Fig. 2 Prediction of potential allosteric pathways of GPX4 allosteric activator
In early stage of allosteric drug discovery, usually only the free protein structure information is available. To test the application of AlloType in practical allosteric drug discovery programs, they studied GPX4, a key player in ferroptosis. In previous studies, Luhua Lai’s group has developed protein allosteric site prediction methods (J Chem Inf & Mod 2016, 56, 1725; Nucl Acids Res 2018, 46, W374.) and a comprehensive online protein binding site analysis server CavityPlus (http://www.pkumdl.cn/cavityplus), which are widely used in allosteric drug design. They have identified a novel allosteric site and found eight allosteric activators of GPX4 that bind to it (J Med Chem 2019, 62, 266).

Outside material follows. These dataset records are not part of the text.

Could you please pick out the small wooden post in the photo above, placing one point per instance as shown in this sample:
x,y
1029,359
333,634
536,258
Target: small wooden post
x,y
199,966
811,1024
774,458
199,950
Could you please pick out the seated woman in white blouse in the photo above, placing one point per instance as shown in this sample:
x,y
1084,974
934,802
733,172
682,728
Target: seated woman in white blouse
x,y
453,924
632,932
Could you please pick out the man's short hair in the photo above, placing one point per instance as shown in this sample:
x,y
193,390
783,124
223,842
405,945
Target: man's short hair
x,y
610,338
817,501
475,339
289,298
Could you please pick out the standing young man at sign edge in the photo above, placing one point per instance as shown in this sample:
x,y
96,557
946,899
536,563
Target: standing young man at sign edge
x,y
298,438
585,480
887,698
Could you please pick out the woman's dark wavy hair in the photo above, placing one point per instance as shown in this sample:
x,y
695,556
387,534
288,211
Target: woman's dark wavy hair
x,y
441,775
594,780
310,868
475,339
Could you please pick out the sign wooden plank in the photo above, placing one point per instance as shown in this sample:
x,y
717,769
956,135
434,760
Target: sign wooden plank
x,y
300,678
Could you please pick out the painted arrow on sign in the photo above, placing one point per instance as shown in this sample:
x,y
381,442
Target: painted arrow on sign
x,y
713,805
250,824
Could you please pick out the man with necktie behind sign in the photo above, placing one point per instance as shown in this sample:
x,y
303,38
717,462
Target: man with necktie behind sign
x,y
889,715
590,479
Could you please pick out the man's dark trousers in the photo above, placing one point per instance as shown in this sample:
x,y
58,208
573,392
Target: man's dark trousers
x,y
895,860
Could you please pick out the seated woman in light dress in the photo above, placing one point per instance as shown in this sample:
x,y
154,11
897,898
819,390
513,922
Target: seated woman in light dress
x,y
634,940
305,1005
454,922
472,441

Based on the modelled complex structures, AlloType can successfully predict the activation effect of these eight molecules on GPX4, and gives three potential allosteric pathways, providing guidance for further molecular optimization.

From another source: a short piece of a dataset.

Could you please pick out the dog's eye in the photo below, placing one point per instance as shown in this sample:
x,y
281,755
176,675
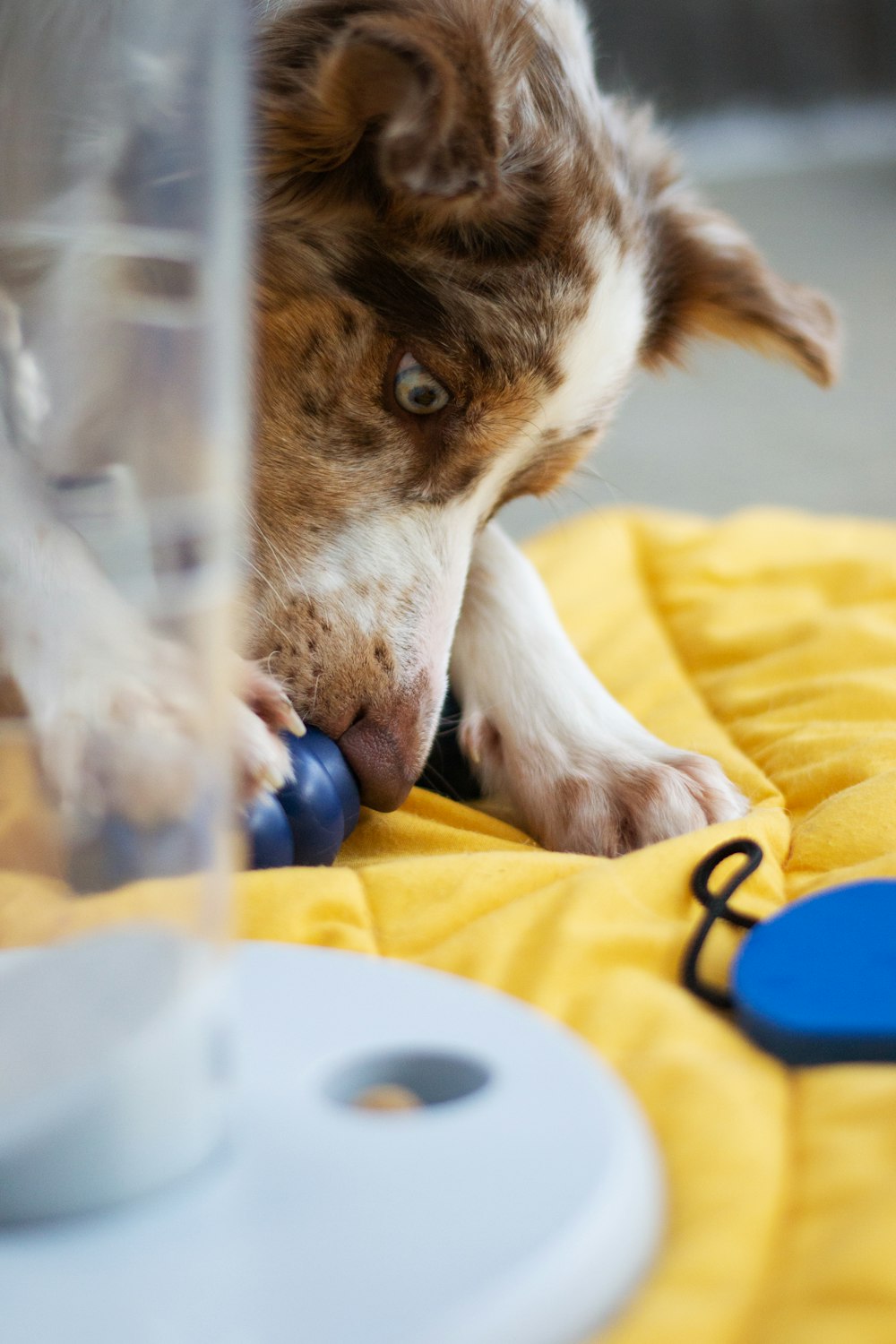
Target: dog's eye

This work uncovers the relationship between allosteric regulation and the distribution of forces in the ligand binding pocket. And for the first time, the prediction of the allosteric regulation direction of protein function has been realized. AlloType provides a computational tool for the prediction of protein allosteric regulation direction.

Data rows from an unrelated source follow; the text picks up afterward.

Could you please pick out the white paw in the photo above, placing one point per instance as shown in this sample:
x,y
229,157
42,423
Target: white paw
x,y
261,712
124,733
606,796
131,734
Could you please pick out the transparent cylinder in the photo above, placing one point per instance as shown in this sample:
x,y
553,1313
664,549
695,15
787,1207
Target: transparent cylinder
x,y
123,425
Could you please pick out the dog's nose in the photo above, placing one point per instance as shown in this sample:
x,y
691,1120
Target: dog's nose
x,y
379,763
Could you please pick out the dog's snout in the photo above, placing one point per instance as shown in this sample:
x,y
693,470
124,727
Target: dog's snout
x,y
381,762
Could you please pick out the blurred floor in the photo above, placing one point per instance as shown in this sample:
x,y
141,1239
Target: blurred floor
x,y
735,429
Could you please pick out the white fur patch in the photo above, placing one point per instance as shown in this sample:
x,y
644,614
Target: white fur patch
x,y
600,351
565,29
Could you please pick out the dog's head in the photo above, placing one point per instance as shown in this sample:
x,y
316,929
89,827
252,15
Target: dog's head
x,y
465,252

The related work was recently published in the Journal of Physical Chemistry Letters (Huang Q, et al. "Allosteric Type and Pathways Are Governed by the Forces of Protein−Ligand Binding", DOI: 10.1021/acs.jpclett.1c01253). The first author is Qiaojing Huang, a PhD student in the College of Chemistry and Molecular Engineering, Peking University, and the corresponding authors are Professor Luhua Lai and Professor Zhirong Liu. The research was funded by the National Natural Science Foundation of China, the Ministry of Science and Technology, the Peking University-Tsinghua Center for Life Sciences, and the Beijing National Laboratory for Molecular Sciences. AlloType can be accessed at https://github.com/qj-Huang/AlloType.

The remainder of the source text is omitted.